Ancora a poche righe dalla fine del libro, infatti, José Luís Cancho si chiede “se tutti i ricordi, completissimi o parziali” contenuti nelle pagine immediatamente precedenti “non sembrino un ‘coccodrillo’ o un necrologio, invece di un testo dove è rispecchiata una vita”. Sarebbe una sconfitta, da misurarsi non tanto rispetto al genere adottato dallo scrittore spagnolo per questo breve ma intenso libro (a cavallo tra l’autobiografia e l’autofiction, come ricorda un altro notevole autore spagnolo, Andrés Barba, nell’introduzione), quanto rispetto alla dichiarazione di poetica con il quale si aprono I rifugi della memoria: “Il mio proposito è scrivere dal punto di vista di un morto”.
A conforto di questa posizione, la costellazione di autori che Cancho, nel corso del libro, cita o prende a riferimento esplicito – Samuel Beckett, Thomas Bernhard, Paul Celan, Osep Mandel’stam, su tutti, ma anche autori molto diversi da quelli appena menzionati, come Christian Bobin o Gay Talese – è già di per sé illuminante, ma è altrettanto importante anche la sua dichiarazione immediatamente successiva: “In almeno un’occasione lo sono stato: morto”.
Il riferimento è al periodo giovanile di militanza antifranchista dell’autore, costatogli la detenzione e anche un volo dalle finestre del terzo piano del commissariato di Valladolid, la mattina del 18 gennaio 1974. Sull’episodio – che ricorda da vicino altri episodi di defenestrazioni dai commissariati, in altre nazioni e circostanze, Italia compresa – Cancho non vuole ritornare con il risentimento o la volontà di vendetta del sopravvissuto: la rievocazione serve, soprattutto, a introdurre più compiutamente il suo successivo itinerario biografico e di scrittura. Un percorso fortemente nomadico, mai soddisfatto né compiaciuto, che attraversa la militanza, l’insegnamento scolastico, l’attività letteraria o i viaggi in Sudamerica senza mai trovare un approdo sicuro e definitivo. La ragione di questa instabilità geografica, politica e affettiva sta nel rifiuto nella “logica del sacrificio” – come la definisce lo stesso autore – richiesto dalla militanza o dal lavoro. Un rifiuto assai peculiare, poiché è dettato, in prima battuta, da una grande consapevolezza, e insieme da una grande disillusione, a livello politico, ma anche da un sentimento, ancor più profondo, che deriva dall’amore per la vita e, allo stesso tempo, dalla “disperazione della vita” – sempre per stare alle parole dell’autore.
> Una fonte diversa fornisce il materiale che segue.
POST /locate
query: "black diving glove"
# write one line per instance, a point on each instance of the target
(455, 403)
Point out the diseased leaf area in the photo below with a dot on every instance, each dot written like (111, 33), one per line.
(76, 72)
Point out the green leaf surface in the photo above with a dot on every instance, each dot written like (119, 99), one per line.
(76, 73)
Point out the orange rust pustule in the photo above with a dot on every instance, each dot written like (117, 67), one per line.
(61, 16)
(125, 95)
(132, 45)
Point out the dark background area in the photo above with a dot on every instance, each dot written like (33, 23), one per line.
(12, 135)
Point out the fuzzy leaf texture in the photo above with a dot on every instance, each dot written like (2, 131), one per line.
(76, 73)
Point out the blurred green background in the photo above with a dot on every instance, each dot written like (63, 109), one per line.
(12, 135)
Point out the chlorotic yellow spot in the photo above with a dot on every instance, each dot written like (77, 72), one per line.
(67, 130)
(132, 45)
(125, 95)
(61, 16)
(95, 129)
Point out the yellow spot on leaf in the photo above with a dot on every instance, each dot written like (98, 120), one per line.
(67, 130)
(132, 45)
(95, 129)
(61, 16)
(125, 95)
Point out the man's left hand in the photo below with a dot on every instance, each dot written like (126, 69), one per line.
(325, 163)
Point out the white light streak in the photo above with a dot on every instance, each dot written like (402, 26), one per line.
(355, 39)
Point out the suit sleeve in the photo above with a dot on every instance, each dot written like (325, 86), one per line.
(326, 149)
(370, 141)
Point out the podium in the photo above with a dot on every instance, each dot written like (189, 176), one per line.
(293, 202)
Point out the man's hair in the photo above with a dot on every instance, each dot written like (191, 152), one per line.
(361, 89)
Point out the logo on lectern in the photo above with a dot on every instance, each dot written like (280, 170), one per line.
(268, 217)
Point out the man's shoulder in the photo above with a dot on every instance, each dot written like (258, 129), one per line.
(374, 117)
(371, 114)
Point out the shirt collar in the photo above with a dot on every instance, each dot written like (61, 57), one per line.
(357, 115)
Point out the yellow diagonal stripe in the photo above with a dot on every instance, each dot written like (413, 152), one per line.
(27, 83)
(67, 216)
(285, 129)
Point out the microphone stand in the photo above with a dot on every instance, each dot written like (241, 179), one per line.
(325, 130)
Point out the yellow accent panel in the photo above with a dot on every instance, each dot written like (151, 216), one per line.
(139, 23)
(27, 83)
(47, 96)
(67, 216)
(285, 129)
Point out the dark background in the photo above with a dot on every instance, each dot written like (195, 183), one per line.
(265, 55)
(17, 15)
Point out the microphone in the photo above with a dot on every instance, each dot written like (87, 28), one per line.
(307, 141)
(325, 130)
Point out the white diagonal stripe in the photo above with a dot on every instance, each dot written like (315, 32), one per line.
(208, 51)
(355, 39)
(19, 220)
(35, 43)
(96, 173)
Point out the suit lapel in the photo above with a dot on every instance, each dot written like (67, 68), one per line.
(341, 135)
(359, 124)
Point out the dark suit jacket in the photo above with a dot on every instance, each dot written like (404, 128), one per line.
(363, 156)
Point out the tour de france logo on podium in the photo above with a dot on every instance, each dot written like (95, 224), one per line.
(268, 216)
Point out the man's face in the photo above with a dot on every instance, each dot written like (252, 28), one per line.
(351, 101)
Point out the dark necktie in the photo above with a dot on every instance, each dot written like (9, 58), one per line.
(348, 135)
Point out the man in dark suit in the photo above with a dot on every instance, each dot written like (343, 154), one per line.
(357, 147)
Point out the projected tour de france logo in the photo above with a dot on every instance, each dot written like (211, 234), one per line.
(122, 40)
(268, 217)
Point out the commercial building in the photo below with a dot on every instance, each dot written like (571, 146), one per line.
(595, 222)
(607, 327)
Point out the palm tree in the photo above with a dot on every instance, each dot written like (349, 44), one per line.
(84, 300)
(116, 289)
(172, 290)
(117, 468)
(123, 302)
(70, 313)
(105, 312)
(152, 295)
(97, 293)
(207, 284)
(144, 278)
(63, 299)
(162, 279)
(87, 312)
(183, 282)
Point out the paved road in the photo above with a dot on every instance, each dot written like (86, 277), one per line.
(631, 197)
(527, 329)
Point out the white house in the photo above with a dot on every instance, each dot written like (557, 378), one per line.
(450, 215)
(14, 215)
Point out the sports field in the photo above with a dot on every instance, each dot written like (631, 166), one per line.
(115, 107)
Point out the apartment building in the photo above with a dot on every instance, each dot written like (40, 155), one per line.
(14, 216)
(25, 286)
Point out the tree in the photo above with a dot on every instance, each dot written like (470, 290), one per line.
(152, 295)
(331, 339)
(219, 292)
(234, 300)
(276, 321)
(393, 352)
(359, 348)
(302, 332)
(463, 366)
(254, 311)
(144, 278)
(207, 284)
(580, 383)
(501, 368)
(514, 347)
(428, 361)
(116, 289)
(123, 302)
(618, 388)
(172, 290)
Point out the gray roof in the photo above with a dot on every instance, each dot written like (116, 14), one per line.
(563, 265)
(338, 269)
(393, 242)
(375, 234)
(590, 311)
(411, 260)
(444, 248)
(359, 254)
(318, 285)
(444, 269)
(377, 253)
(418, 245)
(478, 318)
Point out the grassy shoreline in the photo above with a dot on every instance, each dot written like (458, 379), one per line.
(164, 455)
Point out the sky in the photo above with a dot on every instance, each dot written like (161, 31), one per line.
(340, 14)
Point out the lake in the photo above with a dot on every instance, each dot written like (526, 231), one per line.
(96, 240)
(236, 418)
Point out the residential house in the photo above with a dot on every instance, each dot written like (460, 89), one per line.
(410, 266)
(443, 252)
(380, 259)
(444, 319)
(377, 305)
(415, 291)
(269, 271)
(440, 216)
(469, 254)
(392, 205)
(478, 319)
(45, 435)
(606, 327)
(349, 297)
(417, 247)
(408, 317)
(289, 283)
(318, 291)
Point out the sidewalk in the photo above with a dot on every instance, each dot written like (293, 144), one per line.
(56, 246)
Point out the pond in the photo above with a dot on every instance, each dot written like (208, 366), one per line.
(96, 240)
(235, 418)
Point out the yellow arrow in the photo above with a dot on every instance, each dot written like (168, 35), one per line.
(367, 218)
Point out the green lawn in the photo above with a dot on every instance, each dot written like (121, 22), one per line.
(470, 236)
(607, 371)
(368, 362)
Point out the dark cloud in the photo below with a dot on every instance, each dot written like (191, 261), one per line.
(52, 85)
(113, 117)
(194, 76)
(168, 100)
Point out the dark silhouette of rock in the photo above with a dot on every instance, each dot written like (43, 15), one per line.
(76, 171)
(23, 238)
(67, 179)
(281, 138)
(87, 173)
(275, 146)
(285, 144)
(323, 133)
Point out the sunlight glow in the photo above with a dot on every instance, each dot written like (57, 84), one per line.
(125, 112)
Nessuna adesione euforica, dunque, al clima post-franchista, alla culla di quella “movida” recentemente assurta agli onori della cronaca italiana con valenze del tutto diverse, totalmente decontestualizzate e intrinsecamente paternaliste. Non vi è nemmeno una qualche possibilità di liberazione, per Cancho, in un itinerario stringente, quasi asfittico, pur nella sua libertà di movimento, che conduce alla letteratura soltanto come extrema ratio, e cioè per il recupero di quel tempo di vita costantemente alienato dalle circostanze: ”Mi sono fatto scrittore, o per meglio dire mi sono lasciato diventare scrittore per poter disporre di un tempo puro, sganciato da qualunque occupazione”, ha scritto Christian Bobin, e Cancho non può che appropriarsi di queste parole.
I rifugi della memoria, in fondo, non è altro che la storia – in bilico tra autofiction e autobiografia, ma anche tra narrazione in prima persona e accessi aforistici, secondo una miscela stilistica dal buon impatto – di un apprendistato alla letteratura condotto nel modo più feroce e onesto possibile, cosa che ne fa senza dubbio un testo necessario e prezioso per molti lettori, e anche, certamente, per chi non abbia ancora letto un romanzo di José Luís Cancho.